Share via


Drive adoption of document processing for Microsoft 365

Document processing for Microsoft 365 is a suite of cloud-based services that use artificial intelligence (AI) to automate content processing and extract knowledge from unstructured data. These services help transform your content into structured, actionable information that can be easily searched, analyzed, and reused across your organization.

By integrating document processing into your workflows, you can streamline operations, improve compliance, and enhance discoverability. Here are some examples of how the services can be applied:

  • Organize and manage documents. Automatically extract, summarize, or generate content from files uploaded to your SharePoint document library.

  • Expand global reach. Create translated copies of a selected file or a set of files in all supported languages.

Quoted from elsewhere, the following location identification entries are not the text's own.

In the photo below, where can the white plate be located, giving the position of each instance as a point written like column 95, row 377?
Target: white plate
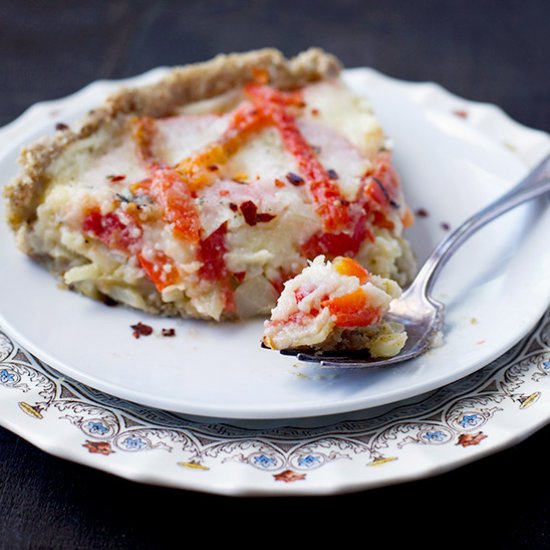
column 451, row 165
column 492, row 408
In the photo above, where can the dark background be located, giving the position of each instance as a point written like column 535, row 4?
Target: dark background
column 489, row 51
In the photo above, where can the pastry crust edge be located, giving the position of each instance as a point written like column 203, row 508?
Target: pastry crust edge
column 183, row 85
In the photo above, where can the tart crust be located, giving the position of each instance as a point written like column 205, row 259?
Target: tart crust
column 181, row 86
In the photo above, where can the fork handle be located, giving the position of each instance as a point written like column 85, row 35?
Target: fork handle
column 535, row 184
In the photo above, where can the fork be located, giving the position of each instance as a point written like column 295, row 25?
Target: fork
column 416, row 309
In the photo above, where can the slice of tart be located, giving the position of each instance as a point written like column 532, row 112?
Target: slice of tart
column 336, row 305
column 202, row 194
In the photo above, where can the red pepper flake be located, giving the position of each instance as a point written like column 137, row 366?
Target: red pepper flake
column 240, row 275
column 141, row 330
column 421, row 213
column 116, row 178
column 264, row 217
column 295, row 179
column 249, row 211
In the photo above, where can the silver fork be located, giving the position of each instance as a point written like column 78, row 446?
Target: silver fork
column 421, row 314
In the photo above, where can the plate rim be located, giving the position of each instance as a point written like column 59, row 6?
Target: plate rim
column 469, row 396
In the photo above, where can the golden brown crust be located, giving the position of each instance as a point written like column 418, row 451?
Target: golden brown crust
column 181, row 86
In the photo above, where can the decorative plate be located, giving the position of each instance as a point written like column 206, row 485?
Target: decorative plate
column 481, row 413
column 454, row 157
column 494, row 407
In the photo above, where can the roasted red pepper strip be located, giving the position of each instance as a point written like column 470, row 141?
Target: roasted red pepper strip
column 352, row 310
column 211, row 253
column 197, row 171
column 167, row 188
column 331, row 206
column 337, row 244
column 111, row 231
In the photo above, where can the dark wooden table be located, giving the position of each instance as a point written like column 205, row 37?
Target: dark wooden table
column 489, row 51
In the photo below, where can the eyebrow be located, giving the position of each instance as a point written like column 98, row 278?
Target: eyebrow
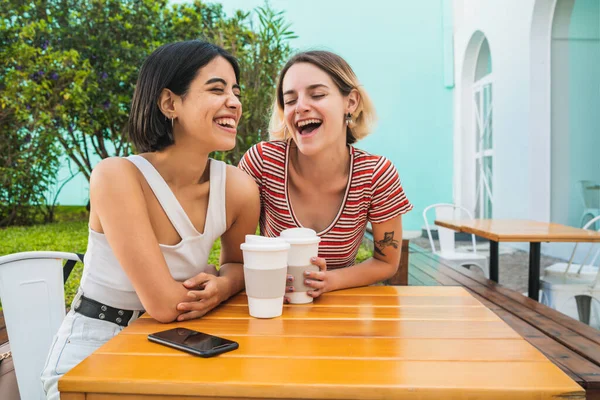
column 311, row 87
column 221, row 80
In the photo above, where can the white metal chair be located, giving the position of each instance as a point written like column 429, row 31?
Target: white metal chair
column 589, row 192
column 446, row 238
column 32, row 295
column 570, row 288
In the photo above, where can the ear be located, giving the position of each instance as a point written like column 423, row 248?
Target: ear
column 166, row 103
column 352, row 101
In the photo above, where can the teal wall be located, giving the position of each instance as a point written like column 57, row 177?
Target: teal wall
column 396, row 48
column 575, row 106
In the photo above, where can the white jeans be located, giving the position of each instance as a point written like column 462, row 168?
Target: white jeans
column 78, row 337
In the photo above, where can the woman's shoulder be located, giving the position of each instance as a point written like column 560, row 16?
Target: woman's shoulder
column 114, row 168
column 364, row 159
column 239, row 181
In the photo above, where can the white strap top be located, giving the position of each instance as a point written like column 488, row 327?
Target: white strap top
column 103, row 277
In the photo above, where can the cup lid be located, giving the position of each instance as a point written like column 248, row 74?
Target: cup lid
column 262, row 243
column 300, row 236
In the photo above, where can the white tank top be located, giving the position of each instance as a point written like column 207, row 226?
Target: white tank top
column 103, row 277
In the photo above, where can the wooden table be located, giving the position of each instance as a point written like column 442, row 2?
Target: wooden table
column 378, row 342
column 500, row 230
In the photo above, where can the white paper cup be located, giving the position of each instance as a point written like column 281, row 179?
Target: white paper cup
column 265, row 270
column 304, row 244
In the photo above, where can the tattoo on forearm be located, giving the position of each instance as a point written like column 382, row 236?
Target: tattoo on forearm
column 388, row 240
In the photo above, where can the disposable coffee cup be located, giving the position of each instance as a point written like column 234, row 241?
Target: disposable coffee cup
column 265, row 270
column 304, row 244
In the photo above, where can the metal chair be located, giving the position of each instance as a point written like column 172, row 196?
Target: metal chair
column 447, row 242
column 32, row 295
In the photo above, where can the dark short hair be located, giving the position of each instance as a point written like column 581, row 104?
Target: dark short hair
column 172, row 66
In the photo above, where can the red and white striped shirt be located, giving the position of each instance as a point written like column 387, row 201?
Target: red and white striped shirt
column 374, row 193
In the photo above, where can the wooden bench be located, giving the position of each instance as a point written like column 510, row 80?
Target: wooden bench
column 571, row 345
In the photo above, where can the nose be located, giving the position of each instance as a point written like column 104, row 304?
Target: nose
column 233, row 102
column 301, row 105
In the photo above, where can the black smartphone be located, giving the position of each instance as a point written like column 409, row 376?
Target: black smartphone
column 194, row 342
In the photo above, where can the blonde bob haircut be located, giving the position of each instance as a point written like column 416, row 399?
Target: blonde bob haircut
column 344, row 78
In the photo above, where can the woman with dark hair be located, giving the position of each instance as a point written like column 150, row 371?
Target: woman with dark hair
column 309, row 174
column 155, row 215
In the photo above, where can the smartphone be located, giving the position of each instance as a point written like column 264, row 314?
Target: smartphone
column 194, row 342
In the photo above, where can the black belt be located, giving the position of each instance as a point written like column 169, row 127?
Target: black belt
column 94, row 309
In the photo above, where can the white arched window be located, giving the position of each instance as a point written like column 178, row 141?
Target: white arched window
column 484, row 134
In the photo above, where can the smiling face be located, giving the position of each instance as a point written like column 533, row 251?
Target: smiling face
column 314, row 109
column 211, row 109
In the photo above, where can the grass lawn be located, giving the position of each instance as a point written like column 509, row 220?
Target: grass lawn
column 69, row 233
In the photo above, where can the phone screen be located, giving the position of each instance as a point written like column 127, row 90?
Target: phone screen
column 203, row 343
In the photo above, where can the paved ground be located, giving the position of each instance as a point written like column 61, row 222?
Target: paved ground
column 513, row 264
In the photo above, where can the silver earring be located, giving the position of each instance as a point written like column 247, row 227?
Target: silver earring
column 349, row 119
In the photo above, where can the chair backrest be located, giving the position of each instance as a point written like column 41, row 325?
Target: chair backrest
column 445, row 235
column 32, row 295
column 590, row 196
column 592, row 247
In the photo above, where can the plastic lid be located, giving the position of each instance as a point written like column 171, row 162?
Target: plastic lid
column 262, row 243
column 300, row 236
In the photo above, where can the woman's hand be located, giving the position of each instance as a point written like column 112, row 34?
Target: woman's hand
column 206, row 291
column 319, row 282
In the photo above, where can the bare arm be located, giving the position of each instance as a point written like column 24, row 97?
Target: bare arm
column 387, row 238
column 118, row 202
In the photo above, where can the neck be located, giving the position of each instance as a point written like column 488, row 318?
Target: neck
column 180, row 164
column 322, row 167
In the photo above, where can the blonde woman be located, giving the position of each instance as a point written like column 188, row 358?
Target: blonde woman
column 309, row 175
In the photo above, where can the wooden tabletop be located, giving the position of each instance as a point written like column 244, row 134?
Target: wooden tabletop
column 377, row 342
column 514, row 230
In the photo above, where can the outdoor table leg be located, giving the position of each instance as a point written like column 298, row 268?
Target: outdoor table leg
column 494, row 260
column 534, row 270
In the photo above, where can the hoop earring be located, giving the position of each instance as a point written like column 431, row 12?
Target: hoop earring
column 349, row 119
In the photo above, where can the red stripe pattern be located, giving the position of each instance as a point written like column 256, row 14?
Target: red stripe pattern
column 374, row 194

  • Automatically generate routine documents. Streamline the creation of recurring documents—such as maintenance reports, status updates, or compliance summaries.

  • Generate documents in bulk. Automate the creation of large volumes of similar documents—such as contract renewals or onboarding packets—using content assembly tools.

  • Process incoming documents. Manage and extract data from incoming business documents, including insurance forms, business verifications, and rental agreements.

  • Enhance content discoverability. Improve how business documents and employee information—such as policies and procedures—are organized and surfaced in document libraries.

  • Extract specific content details. Centralize and retrieve key information, like patent numbers or compliance data, to make it easier to locate and act on.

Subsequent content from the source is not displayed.